Por
Víctor A. Yerena González
Por fin llegó. Lo he estado esperando desde que su madre me dijo que vendría. Está sentado en una de esas sillas de plástico, aferrado a ese rosario que una vez le regalé. Es el mismo, estoy segura. Está llorando. Quisiera consolarlo pero no, eso no me corresponde, yo debería ser la consolada. Ya es todo un hombre, tiene las manos de hombre y una cara de hombre casi irreconocible, pero es él. ¿Será que me vio? Tuvo que haberme visto porque yo estaba cerca cuando llegó; también yo he cambiado, quizá por eso no me reconoció.
-Laura, ve a llevarle esta aromática a Carlos para que se calme- me dice su madre un poco más calmada.
-Él está sufriendo mucho, doña mercedes.
-Es lógico, mujer.

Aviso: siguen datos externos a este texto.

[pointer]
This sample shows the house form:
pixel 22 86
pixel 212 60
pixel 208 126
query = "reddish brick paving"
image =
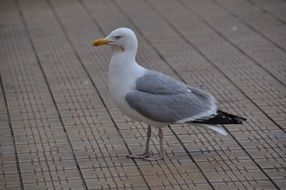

Carlos quería mucho a su hermano, daba la vida por él, eran muy unidos; quien fuera a pelear con Santiago tenía que pelear también con Carlos. Nunca habían peleado entre ellos, solo esa vez… por ti.
- Ya no diga más, doña mercedes.
Ahí viene. Sigue siendo hermosa. La he estado evitando desde que llegué para no verla y recordar. He fingido no verla, aunque no la pierdo de vista. No le digas nada Carlos, nada que encienda nuestro amor nuevamente, menos en este momento y en estas circunstancias. Recuerda que es la esposa de tu hermano… aunque esté muerto. Trae algo entre sus manos, ¿y si sus manos hacen contacto con las mías?
-Hola
-Hola
-Disculpa, no quise interrumpir tu oración.
-No te preocupes, ya había terminado.
-Te traje esta aromática
-Gracias
Estoy muy nerviosa. No sé qué decirle. Ha pasado tanto tiempo... Lo tomo de la mano ¡qué felicidad! ¡Por fin Dios mío, por fin estamos juntos!
¡Suéltala Carlos, suéltala! No permitas que este pequeño contacto domine tus emociones, dile algo que la aleje. Recuerda que es la esposa de tu hermano y estamos en su velorio.
- Aléjate, por favor, ya voy a oficiar la misa.